Generally, the null value must be considered. If IGNORE NULLS is specified, all rows containing x whose value is null will be excluded. If the value of x in all rows is null, the default value is returned. Otherwise, null is returned.

Data Preparation
create table cookie_views( cookieid varchar,createtime timestamp,url varchar);
insert into cookie_views values
('cookie1',timestamp '2020-07-10 10:00:02','url20'),
('cookie1',timestamp '2020-07-10 10:00:00','url10'),
('cookie1',timestamp '2020-07-10 10:03:04','urll3'),
('cookie1',timestamp '2020-07-10 10:50:05','url60'),
('cookie1',timestamp '2020-07-10 11:00:00','url70'),
('cookie1',timestamp '2020-07-10 10:10:00','url40'),
('cookie1',timestamp '2020-07-10 10:50:01','url50'),
('cookie2',timestamp '2020-07-10 10:00:02','url23'),
('cookie2',timestamp '2020-07-10 10:00:00','url11'),
('cookie2',timestamp '2020-07-10 10:03:04','url33'),
('cookie2',timestamp '2020-07-10 10:50:05','url66'),
('cookie2',timestamp '2020-07-10 11:00:00','url77'),
('cookie2',timestamp '2020-07-10 10:10:00','url47'),
('cookie2',timestamp '2020-07-10 10:50:01','url55');
  • first_value(x)→ [same as input]

    Description: Returns the first value of the window.

    SELECT cookieid,
    createtime,
    url,
    ROW_NUMBER() OVER(PARTITION BY cookieid ORDER BY createtime) AS rn,
    FIRST_VALUE(url) OVER(PARTITION BY cookieid ORDER BY createtime) AS first1 
    FROM cookie_views;
    cookieid |       createtime        |  url  | rn | first1 
    ----------|-------------------------|-------|----|--------
     cookie1  | 2020-07-10 10:00:00.000 | url10 |  1 | url10  
     cookie1  | 2020-07-10 10:00:02.000 | url20 |  2 | url10  
     cookie1  | 2020-07-10 10:03:04.000 | urll3 |  3 | url10  
     cookie1  | 2020-07-10 10:10:00.000 | url40 |  4 | url10  
     cookie1  | 2020-07-10 10:50:01.000 | url50 |  5 | url10  
     cookie1  | 2020-07-10 10:50:05.000 | url60 |  6 | url10  
     cookie1  | 2020-07-10 11:00:00.000 | url70 |  7 | url10  
     cookie2  | 2020-07-10 10:00:00.000 | url11 |  1 | url11  
     cookie2  | 2020-07-10 10:00:02.000 | url23 |  2 | url11  
     cookie2  | 2020-07-10 10:03:04.000 | url33 |  3 | url11  
     cookie2  | 2020-07-10 10:10:00.000 | url47 |  4 | url11  
     cookie2  | 2020-07-10 10:50:01.000 | url55 |  5 | url11  
     cookie2  | 2020-07-10 10:50:05.000 | url66 |  6 | url11  
     cookie2  | 2020-07-10 11:00:00.000 | url77 |  7 | url11  
    (14 rows)
  • last_value(x)→ [same as input]

    Description: Returns the last value of the window.

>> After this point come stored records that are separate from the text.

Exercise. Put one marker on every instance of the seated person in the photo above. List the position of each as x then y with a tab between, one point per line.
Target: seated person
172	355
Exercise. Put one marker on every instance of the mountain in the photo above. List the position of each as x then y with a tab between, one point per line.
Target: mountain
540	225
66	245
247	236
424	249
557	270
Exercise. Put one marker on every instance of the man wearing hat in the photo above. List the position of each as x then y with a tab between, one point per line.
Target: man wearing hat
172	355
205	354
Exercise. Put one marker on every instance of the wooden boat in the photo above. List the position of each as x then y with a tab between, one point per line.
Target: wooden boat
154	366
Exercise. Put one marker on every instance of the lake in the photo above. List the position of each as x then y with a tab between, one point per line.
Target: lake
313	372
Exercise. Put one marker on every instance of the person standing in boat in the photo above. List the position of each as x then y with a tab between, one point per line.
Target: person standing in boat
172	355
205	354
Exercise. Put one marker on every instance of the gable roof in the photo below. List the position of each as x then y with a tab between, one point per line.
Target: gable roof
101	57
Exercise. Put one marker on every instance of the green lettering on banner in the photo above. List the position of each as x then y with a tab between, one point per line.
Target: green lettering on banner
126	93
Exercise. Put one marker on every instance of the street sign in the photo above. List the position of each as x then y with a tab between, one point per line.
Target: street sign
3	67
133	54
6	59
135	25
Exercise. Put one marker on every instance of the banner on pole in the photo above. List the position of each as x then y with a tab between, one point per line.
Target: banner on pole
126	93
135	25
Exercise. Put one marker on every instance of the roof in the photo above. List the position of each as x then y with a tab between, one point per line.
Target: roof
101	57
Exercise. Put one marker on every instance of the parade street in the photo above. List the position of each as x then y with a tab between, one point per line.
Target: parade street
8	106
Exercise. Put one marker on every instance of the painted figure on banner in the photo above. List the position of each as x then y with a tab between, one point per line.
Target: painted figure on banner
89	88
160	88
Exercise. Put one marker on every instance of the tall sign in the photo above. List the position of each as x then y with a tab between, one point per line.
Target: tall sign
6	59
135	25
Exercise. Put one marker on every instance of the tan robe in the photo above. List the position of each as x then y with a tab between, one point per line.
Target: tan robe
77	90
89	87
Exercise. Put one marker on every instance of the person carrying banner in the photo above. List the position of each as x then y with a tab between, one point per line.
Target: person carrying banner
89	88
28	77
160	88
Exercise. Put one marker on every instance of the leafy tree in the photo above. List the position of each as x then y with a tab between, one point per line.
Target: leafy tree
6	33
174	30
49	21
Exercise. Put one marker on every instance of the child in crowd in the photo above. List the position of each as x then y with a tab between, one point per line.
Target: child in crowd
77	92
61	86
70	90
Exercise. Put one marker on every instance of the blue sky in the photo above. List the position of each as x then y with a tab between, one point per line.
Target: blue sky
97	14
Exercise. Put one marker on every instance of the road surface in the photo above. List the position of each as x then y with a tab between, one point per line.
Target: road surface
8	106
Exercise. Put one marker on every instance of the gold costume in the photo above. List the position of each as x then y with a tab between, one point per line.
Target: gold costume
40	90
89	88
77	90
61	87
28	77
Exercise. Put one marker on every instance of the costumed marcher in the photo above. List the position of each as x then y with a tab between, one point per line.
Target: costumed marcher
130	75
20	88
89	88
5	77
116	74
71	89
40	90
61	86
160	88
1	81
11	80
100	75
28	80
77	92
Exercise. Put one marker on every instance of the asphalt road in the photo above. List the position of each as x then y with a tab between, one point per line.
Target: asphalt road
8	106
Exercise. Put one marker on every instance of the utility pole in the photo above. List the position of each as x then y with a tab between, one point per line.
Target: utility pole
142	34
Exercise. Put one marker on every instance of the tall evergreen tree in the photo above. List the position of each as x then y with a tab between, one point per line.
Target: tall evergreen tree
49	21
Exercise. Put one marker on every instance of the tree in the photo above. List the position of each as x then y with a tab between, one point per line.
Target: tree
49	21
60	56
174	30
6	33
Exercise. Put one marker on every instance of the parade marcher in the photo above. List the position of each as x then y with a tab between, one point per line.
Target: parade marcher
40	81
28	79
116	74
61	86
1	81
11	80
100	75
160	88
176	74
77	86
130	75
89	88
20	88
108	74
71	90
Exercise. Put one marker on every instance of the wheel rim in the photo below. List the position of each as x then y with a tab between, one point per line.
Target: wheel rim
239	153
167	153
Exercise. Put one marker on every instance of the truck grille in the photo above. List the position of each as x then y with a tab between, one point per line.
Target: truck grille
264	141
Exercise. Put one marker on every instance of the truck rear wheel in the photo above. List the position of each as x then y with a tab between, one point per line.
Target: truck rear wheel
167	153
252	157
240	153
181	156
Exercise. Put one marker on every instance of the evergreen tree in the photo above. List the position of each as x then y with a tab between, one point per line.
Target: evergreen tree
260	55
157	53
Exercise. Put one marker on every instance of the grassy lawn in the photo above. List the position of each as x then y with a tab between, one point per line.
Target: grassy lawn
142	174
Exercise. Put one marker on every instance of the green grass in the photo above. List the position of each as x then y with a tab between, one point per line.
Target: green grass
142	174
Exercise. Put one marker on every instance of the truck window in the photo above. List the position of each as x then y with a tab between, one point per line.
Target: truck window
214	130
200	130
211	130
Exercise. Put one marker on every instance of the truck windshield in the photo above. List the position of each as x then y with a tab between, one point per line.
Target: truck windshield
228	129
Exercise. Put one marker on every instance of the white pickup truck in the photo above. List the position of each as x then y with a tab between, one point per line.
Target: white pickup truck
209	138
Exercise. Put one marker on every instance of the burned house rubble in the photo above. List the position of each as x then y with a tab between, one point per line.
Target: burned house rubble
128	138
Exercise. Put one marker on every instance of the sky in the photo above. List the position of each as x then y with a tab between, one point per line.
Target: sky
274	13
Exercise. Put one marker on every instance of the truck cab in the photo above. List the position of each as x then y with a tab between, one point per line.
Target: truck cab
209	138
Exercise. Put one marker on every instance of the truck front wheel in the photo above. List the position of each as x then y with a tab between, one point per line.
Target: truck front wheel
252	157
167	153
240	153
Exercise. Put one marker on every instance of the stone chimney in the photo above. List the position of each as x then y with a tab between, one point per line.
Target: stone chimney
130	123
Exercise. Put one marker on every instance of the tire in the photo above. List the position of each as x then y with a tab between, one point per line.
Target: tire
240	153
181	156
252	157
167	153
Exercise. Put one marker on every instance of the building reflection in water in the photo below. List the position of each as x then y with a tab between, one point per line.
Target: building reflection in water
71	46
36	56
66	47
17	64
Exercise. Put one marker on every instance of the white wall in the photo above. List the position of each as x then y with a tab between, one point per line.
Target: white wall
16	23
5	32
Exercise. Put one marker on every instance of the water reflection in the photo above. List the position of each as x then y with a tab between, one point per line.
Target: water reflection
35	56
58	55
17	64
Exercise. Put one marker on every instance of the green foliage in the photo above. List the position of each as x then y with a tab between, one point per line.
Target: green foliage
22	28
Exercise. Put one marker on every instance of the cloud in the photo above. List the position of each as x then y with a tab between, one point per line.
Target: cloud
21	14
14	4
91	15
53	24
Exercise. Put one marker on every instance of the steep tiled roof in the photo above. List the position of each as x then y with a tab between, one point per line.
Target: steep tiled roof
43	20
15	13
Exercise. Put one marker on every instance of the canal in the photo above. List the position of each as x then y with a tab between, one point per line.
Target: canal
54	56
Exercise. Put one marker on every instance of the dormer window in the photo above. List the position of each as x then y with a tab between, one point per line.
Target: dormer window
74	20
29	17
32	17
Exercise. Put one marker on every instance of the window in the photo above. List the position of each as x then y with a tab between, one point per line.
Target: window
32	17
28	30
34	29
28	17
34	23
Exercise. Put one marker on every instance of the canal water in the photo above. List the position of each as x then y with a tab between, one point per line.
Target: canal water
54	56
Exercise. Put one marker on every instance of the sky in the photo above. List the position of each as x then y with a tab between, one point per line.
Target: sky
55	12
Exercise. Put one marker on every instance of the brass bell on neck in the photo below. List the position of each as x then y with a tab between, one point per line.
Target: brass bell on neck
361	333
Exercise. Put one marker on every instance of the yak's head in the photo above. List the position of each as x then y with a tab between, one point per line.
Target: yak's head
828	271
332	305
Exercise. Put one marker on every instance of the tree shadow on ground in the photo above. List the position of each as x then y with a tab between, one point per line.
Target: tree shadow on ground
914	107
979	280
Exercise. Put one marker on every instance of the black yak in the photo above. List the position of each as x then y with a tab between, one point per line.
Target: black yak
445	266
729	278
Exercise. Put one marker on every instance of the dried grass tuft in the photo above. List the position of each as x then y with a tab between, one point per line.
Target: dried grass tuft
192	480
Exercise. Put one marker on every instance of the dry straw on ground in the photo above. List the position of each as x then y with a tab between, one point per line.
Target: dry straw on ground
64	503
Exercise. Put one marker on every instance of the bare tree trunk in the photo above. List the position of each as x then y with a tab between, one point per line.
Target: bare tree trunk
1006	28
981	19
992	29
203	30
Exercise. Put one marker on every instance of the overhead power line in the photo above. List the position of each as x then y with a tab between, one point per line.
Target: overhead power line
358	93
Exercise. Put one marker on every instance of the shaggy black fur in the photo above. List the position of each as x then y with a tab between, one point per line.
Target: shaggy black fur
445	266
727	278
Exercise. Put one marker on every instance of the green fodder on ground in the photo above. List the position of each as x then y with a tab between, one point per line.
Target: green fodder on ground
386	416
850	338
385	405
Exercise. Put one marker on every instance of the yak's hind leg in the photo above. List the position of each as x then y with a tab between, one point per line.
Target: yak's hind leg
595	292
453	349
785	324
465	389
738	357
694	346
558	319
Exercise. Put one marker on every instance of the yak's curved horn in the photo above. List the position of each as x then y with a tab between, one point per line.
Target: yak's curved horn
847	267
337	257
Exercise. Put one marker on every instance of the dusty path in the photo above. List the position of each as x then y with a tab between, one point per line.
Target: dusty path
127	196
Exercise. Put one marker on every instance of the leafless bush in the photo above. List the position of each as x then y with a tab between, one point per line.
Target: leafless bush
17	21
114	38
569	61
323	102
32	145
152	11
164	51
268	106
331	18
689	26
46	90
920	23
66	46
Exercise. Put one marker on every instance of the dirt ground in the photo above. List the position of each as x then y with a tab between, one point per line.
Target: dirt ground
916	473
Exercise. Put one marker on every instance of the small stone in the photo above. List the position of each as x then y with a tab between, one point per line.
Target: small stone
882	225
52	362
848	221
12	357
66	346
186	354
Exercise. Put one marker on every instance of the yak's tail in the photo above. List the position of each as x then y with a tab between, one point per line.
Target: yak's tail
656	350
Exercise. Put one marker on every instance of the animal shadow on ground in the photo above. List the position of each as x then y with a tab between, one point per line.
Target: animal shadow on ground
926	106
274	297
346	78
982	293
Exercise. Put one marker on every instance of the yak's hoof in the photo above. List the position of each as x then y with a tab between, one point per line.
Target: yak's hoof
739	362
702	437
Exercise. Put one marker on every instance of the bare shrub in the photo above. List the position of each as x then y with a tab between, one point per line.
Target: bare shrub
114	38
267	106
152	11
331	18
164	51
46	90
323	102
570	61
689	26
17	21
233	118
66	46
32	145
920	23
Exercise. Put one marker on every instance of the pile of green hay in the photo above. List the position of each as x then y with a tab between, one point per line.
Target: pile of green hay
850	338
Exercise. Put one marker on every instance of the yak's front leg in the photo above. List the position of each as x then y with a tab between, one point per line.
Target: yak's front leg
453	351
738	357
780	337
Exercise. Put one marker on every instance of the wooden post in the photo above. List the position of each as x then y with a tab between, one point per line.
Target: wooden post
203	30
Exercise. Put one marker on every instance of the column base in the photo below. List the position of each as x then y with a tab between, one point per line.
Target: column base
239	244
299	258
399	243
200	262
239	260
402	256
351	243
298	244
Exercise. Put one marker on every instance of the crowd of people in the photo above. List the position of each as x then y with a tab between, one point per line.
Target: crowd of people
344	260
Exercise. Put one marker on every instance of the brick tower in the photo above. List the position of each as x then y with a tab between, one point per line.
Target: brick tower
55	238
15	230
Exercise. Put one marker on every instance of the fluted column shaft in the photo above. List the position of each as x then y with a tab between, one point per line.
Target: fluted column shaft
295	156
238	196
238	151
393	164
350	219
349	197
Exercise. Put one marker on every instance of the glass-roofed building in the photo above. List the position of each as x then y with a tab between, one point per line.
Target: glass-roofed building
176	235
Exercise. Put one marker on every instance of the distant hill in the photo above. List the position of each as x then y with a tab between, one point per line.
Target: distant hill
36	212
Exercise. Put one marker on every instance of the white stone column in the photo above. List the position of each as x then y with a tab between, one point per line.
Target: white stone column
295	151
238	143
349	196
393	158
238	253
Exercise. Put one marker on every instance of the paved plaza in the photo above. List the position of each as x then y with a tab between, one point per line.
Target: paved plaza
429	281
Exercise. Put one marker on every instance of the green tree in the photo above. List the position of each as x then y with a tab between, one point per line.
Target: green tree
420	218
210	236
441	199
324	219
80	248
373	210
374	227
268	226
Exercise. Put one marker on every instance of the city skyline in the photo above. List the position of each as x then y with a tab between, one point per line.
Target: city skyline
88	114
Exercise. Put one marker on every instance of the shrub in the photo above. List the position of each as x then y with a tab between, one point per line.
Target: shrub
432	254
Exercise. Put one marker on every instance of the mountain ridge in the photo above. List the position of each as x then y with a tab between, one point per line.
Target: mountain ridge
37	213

    SELECT cookieid,createtime,url,
    ROW_NUMBER() OVER(PARTITION BY cookieid ORDER BY createtime) AS rn,
    LAST_VALUE(url) OVER(PARTITION BY cookieid ORDER BY createtime) AS last1 
    FROM cookie_views;
     cookieid |       createtime        |  url  | rn | last1 
    ----------|-------------------------|-------|----|-------
     cookie2  | 2020-07-10 10:00:00.000 | url11 |  1 | url11 
     cookie2  | 2020-07-10 10:00:02.000 | url23 |  2 | url23 
     cookie2  | 2020-07-10 10:03:04.000 | url33 |  3 | url33 
     cookie2  | 2020-07-10 10:10:00.000 | url47 |  4 | url47 
     cookie2  | 2020-07-10 10:50:01.000 | url55 |  5 | url55 
     cookie2  | 2020-07-10 10:50:05.000 | url66 |  6 | url66 
     cookie2  | 2020-07-10 11:00:00.000 | url77 |  7 | url77 
     cookie1  | 2020-07-10 10:00:00.000 | url10 |  1 | url10 
     cookie1  | 2020-07-10 10:00:02.000 | url20 |  2 | url20 
     cookie1  | 2020-07-10 10:03:04.000 | urll3 |  3 | urll3 
     cookie1  | 2020-07-10 10:10:00.000 | url40 |  4 | url40 
     cookie1  | 2020-07-10 10:50:01.000 | url50 |  5 | url50 
     cookie1  | 2020-07-10 10:50:05.000 | url60 |  6 | url60 
     cookie1  | 2020-07-10 11:00:00.000 | url70 |  7 | url70 
    (14 rows)
  • nth_value(x, offset)→ [same as input]

    Description: Returns the value of the specified offset from the beginning of the window. The offset starts from 1. The offset can be any scalar expression. If the offset is null or greater than the number of values in the window, null is returned. The offset cannot be 0 or a negative number.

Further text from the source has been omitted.